I think this would be really good to implement. It seems pretty inefficient to allocate so much just for the sake of having a saving step in updating drho. I'd say it's outside the scope of this PR (as here I'm just creating more straightforward methods), but I'd be happy to introduce this to our solvers.

[Krastanov]

does this mean that each step of the solver will be causing an allocation (the copy)?

@Krastanov yes, that is the case. We actually get a really nice performance speedup here using just the ODE interface. Although there's some allocation overhead, the speed is much better (here I set b = FockBasis(100)) and maintains good performance as the problem scales:

julia> @benchmark solve($prob, DP5(); save_everystep=false)
BenchmarkTools.Trial: 263 samples with 1 evaluation.
 Range (min … max):  18.140 ms …  22.007 ms  ┊ GC (min … max): 0.00% … 15.85%
 Time  (median):     18.723 ms               ┊ GC (median):    0.00%
 Time  (mean ± σ):   19.052 ms ± 765.057 μs  ┊ GC (mean ± σ):  3.10% ±  3.71%

    ▃▂█▄▂ ▃                                                     
  ▄▅███████▅▄▃▃▃▅▃▄▅▃▅▆▅▅▅▆▄▅▆▅▆▄▃▃▄▄▄▃▃▃▃▄▃▄▃▃▃▁▁▃▃▁▁▁▃▁▁▁▁▁▃ ▃
  18.1 ms         Histogram: frequency by time         21.5 ms <

 Memory estimate: 18.58 MiB, allocs estimate: 693.

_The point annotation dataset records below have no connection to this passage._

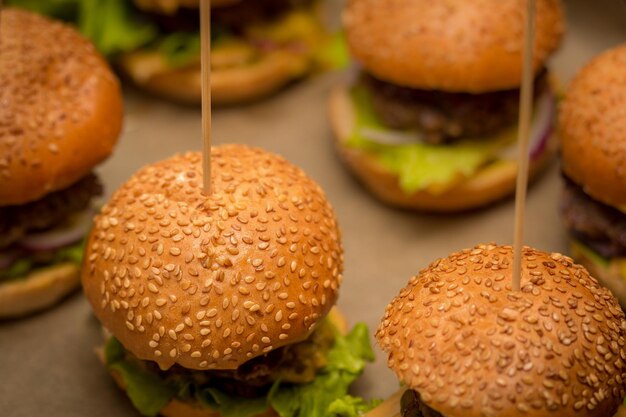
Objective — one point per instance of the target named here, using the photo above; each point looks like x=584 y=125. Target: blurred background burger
x=219 y=305
x=258 y=46
x=593 y=139
x=60 y=115
x=430 y=121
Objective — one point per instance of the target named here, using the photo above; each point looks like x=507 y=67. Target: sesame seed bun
x=60 y=107
x=211 y=282
x=471 y=347
x=170 y=7
x=459 y=45
x=490 y=184
x=40 y=289
x=236 y=84
x=592 y=126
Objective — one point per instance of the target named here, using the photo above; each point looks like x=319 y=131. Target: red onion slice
x=543 y=125
x=59 y=237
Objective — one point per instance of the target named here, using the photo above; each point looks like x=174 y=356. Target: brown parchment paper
x=47 y=362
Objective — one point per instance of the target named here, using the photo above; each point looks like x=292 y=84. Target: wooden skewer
x=389 y=408
x=205 y=45
x=523 y=137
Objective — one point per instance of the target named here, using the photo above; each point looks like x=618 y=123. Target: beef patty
x=442 y=116
x=411 y=405
x=17 y=221
x=601 y=227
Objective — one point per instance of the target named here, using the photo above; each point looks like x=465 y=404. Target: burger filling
x=403 y=129
x=444 y=117
x=242 y=34
x=310 y=378
x=411 y=405
x=599 y=230
x=47 y=231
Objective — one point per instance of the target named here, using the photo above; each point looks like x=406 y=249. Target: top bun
x=211 y=282
x=593 y=128
x=472 y=348
x=60 y=107
x=454 y=45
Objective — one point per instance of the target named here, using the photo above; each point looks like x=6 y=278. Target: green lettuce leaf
x=349 y=406
x=420 y=166
x=594 y=256
x=112 y=25
x=229 y=406
x=333 y=54
x=180 y=48
x=346 y=361
x=148 y=393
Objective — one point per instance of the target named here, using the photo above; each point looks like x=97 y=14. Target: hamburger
x=429 y=121
x=258 y=46
x=60 y=115
x=592 y=124
x=221 y=305
x=465 y=345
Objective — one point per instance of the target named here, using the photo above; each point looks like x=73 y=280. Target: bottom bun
x=40 y=289
x=179 y=408
x=150 y=71
x=490 y=184
x=610 y=276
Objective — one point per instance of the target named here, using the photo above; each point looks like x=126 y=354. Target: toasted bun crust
x=37 y=291
x=488 y=185
x=60 y=107
x=610 y=276
x=554 y=348
x=149 y=71
x=211 y=282
x=455 y=45
x=592 y=125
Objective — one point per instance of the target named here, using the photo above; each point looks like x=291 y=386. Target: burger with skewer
x=593 y=140
x=221 y=305
x=429 y=120
x=258 y=46
x=60 y=115
x=465 y=344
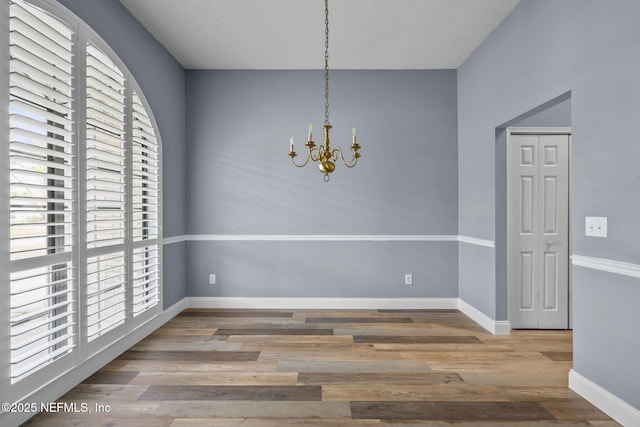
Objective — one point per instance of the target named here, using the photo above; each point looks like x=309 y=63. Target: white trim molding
x=608 y=265
x=324 y=303
x=496 y=327
x=604 y=400
x=477 y=242
x=323 y=237
x=174 y=239
x=328 y=238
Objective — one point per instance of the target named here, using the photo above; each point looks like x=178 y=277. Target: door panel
x=538 y=193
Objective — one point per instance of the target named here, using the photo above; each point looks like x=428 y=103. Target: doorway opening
x=533 y=283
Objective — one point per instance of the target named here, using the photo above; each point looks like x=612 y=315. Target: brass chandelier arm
x=310 y=155
x=351 y=163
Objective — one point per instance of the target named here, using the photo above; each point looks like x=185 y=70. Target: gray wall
x=542 y=50
x=241 y=182
x=162 y=81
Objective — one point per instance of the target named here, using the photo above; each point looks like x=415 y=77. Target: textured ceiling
x=289 y=34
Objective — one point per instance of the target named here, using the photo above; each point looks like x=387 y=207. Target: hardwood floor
x=268 y=368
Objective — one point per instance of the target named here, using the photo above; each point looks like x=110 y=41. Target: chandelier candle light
x=324 y=154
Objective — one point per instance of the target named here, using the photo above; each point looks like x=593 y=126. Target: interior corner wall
x=162 y=81
x=242 y=185
x=542 y=50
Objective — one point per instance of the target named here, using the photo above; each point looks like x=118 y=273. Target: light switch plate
x=596 y=226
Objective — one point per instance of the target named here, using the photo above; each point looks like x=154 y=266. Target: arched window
x=81 y=159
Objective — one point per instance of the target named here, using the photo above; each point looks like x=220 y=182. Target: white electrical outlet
x=595 y=226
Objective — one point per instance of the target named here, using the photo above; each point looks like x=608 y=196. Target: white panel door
x=538 y=199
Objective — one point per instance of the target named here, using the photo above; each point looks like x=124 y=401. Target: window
x=84 y=196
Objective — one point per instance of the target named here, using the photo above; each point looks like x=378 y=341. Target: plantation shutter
x=81 y=160
x=105 y=194
x=42 y=167
x=145 y=189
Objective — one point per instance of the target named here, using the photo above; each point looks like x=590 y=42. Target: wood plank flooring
x=267 y=368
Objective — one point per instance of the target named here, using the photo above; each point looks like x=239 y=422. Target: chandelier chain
x=326 y=62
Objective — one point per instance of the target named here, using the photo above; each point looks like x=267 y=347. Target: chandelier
x=324 y=154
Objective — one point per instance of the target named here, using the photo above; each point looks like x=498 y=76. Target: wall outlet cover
x=595 y=226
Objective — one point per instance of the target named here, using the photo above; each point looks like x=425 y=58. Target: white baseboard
x=496 y=327
x=606 y=401
x=66 y=381
x=324 y=303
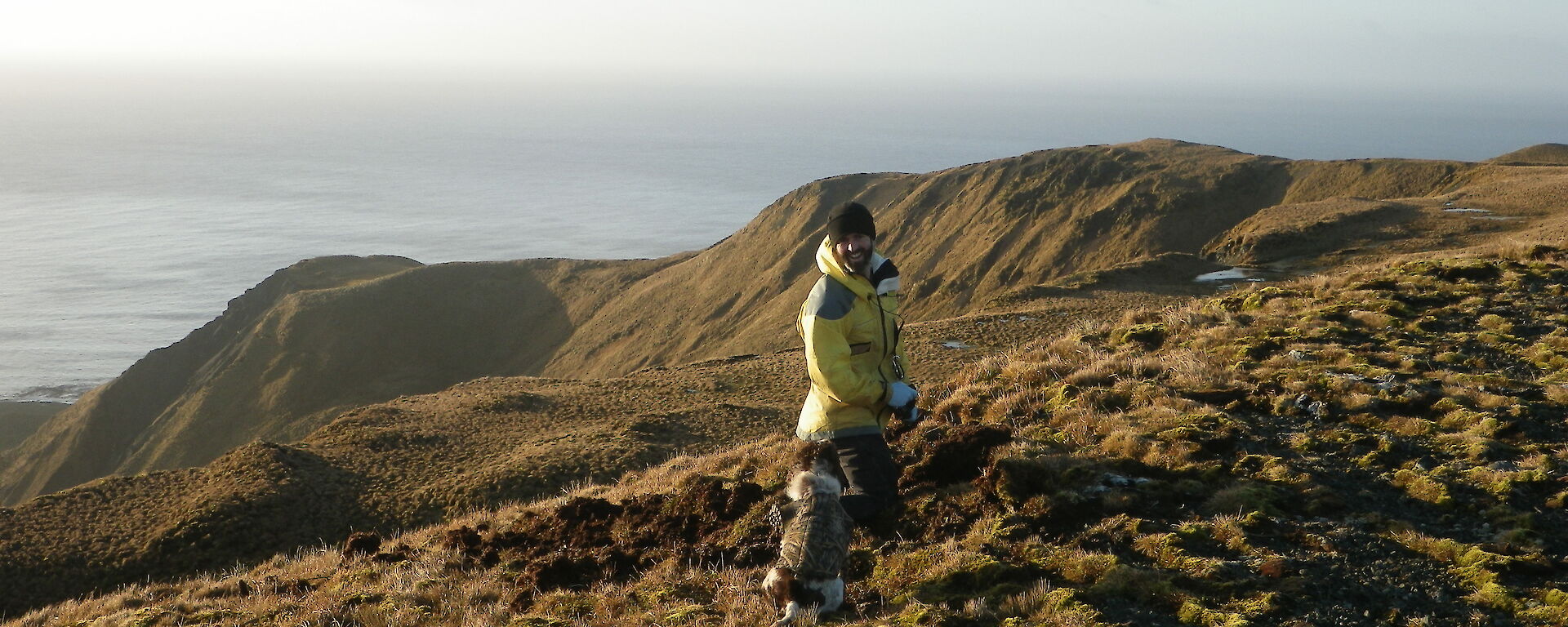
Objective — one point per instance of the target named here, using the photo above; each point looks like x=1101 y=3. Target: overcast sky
x=1353 y=44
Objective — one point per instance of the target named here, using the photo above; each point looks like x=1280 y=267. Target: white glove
x=901 y=394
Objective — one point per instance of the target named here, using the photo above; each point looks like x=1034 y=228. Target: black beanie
x=850 y=218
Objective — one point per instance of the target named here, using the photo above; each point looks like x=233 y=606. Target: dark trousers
x=872 y=474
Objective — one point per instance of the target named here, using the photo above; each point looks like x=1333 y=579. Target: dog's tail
x=813 y=453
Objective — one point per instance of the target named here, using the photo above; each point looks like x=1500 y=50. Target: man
x=855 y=356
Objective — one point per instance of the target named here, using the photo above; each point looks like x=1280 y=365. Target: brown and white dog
x=814 y=545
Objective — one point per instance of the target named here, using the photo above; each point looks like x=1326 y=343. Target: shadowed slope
x=1377 y=447
x=963 y=237
x=20 y=419
x=315 y=337
x=421 y=460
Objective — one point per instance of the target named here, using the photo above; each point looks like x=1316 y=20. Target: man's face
x=853 y=251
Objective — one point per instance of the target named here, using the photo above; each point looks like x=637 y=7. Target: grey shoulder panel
x=830 y=300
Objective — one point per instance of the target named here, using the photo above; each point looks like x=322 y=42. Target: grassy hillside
x=337 y=333
x=1535 y=156
x=1382 y=446
x=427 y=458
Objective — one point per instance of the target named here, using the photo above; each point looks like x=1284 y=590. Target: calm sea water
x=132 y=212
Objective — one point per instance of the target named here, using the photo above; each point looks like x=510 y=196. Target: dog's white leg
x=831 y=596
x=791 y=613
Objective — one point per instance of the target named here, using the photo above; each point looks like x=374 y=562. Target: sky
x=1372 y=47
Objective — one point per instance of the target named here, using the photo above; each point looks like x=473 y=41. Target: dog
x=814 y=546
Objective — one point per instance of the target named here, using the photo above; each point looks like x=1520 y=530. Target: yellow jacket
x=852 y=327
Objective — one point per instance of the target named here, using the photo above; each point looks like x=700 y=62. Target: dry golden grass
x=1209 y=434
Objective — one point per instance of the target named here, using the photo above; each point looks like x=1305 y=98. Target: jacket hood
x=862 y=287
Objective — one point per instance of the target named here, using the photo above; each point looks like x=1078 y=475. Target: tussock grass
x=1274 y=453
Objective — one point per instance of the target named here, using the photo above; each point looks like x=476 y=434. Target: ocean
x=131 y=212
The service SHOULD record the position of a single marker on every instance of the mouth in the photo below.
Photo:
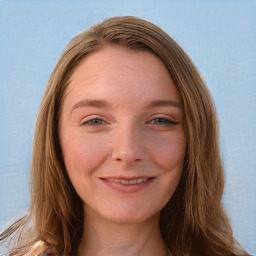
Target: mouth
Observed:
(128, 185)
(129, 181)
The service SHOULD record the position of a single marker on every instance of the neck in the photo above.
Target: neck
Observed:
(104, 238)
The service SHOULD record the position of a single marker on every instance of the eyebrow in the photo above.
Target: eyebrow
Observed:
(163, 103)
(92, 103)
(106, 105)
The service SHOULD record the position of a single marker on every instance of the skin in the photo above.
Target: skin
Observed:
(121, 119)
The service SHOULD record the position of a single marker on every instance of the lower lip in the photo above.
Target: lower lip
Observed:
(128, 188)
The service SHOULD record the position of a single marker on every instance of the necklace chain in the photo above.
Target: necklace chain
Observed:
(168, 252)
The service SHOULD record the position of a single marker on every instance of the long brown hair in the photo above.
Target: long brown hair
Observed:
(193, 222)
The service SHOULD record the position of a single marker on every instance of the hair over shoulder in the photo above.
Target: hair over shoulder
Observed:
(194, 221)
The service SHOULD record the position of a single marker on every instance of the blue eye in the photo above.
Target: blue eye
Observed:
(162, 121)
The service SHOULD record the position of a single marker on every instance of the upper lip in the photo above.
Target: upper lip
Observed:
(126, 178)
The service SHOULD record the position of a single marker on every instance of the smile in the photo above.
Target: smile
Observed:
(127, 182)
(128, 185)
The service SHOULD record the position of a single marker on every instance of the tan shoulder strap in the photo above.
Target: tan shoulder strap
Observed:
(37, 249)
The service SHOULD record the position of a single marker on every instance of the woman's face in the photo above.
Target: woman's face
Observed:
(121, 135)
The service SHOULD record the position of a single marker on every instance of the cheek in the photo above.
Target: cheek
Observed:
(169, 151)
(80, 151)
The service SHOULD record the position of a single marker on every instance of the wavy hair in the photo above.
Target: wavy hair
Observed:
(193, 222)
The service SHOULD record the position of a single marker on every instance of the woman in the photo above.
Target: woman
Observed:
(126, 157)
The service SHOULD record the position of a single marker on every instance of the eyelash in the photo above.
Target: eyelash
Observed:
(166, 120)
(89, 122)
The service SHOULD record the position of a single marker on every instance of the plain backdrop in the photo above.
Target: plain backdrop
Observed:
(219, 36)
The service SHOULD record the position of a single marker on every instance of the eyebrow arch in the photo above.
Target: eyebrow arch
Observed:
(92, 103)
(163, 103)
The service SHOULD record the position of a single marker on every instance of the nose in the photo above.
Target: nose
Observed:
(128, 146)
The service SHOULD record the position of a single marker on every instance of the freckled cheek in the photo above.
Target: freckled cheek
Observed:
(83, 153)
(169, 151)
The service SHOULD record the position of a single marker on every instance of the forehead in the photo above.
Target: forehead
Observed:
(118, 70)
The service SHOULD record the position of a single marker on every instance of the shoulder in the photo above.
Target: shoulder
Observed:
(39, 248)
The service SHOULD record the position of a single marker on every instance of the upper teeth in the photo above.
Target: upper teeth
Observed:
(134, 181)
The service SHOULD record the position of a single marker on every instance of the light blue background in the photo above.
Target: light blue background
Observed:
(219, 35)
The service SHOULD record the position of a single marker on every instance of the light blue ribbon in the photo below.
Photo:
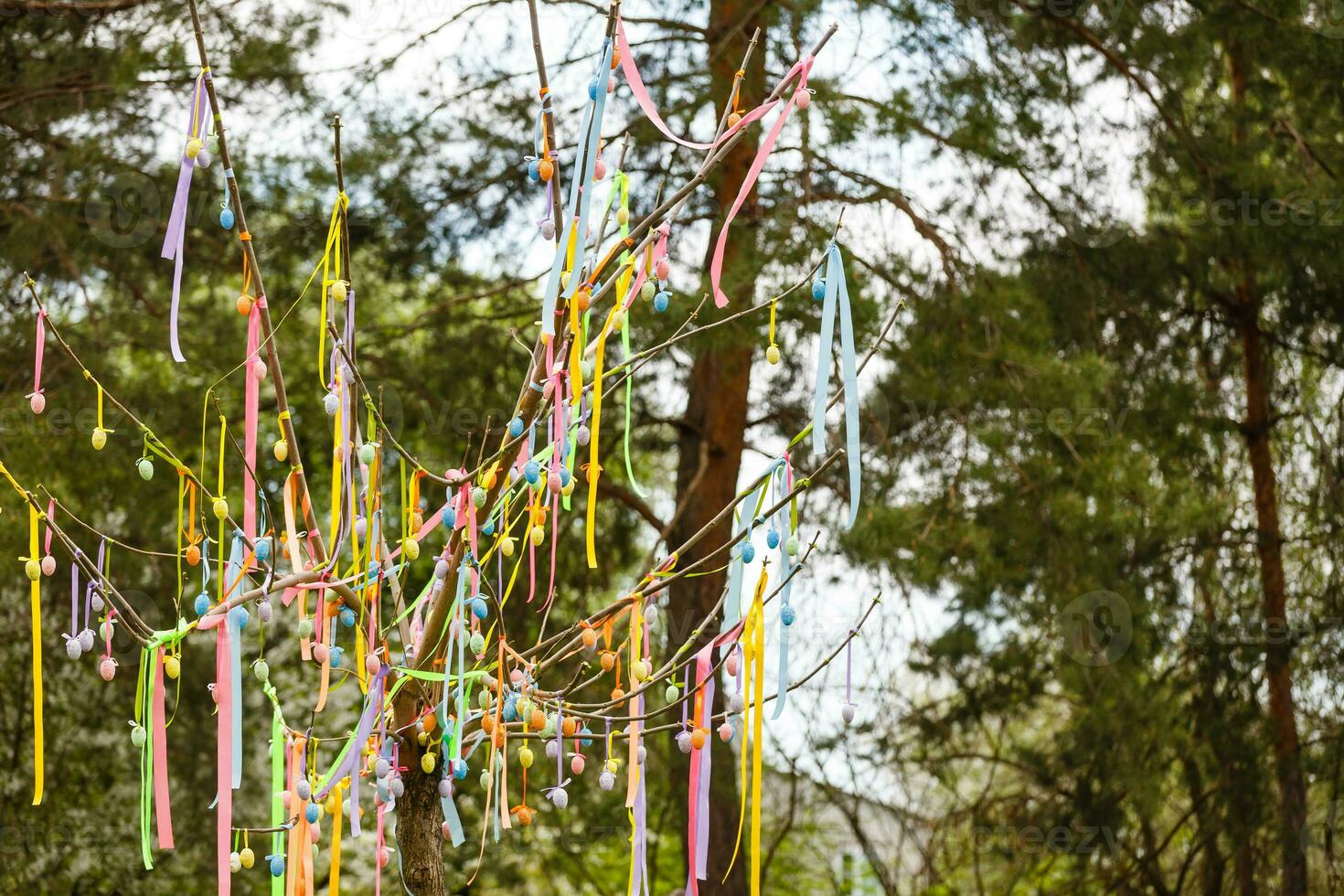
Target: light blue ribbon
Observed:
(837, 295)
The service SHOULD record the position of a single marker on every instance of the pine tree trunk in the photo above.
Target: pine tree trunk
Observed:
(420, 830)
(1278, 661)
(714, 426)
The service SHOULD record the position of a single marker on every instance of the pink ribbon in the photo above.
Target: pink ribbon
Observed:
(801, 70)
(176, 232)
(251, 389)
(641, 96)
(37, 363)
(163, 807)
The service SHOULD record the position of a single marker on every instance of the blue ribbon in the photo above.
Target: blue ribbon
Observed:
(837, 297)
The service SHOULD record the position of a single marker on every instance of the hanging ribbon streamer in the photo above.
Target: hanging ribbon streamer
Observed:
(176, 232)
(837, 298)
(801, 70)
(37, 400)
(581, 195)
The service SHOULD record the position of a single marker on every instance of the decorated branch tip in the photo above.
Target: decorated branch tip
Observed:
(400, 581)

julia> @benchmark timeevolution.master_h([$0.0, $1.0], $rho0, $H, $J)
BenchmarkTools.Trial: 109 samples with 1 evaluation.
 Range (min … max):  45.506 ms …  48.548 ms  ┊ GC (min … max): 0.00% … 5.60%
 Time  (median):     45.900 ms               ┊ GC (median):    0.00%
 Time  (mean ± σ):   46.005 ms ± 505.631 μs  ┊ GC (mean ± σ):  0.27% ± 1.03%

      ▆▆▆▇▄▄█▆▂                                                 
  ▄▄▄▆█████████▆▃▃▁▁▁▁▁▁▁▁▁▁▁▁▁▃▁▁▁▁▁▁▁▁▁▁▁▁▁▁▄▁▁▃▁▁▁▃▁▁▁▁▁▁▁▃ ▃
  45.5 ms         Histogram: frequency by time         48.3 ms <

 Memory estimate: 3.12 MiB, allocs estimate: 131.

This confuses me a lot. What is going wrong in master_h that this new method which should be strictly slower (because of all the extra copies) is actually faster?

Is there a potential future version of timeevolution.dmaster_h!(drho, H, J, rates, rho) that does not make copies on each step? I feel reluctant including a new approach that is slower than the currently existing approach, even if it is more convenient. Can we make this into something that is as fast as the already existing method?

[apkille]

@Krastanov timeevolution.master_h calls dmaster_h! in its backend. Before I submitted the PR,dmaster_h! already copied drho at each step. Here, I am simply defining a method that makes this function usable, that is, not providing an argument that copies drho:

dmaster_h!(drho, H, J, rates, rho) = dmaster_h!(drho, H, J, dagger.(J), rates, rho, copy(drho))

Maybe I am thinking about this the wrong way but this was my thought process.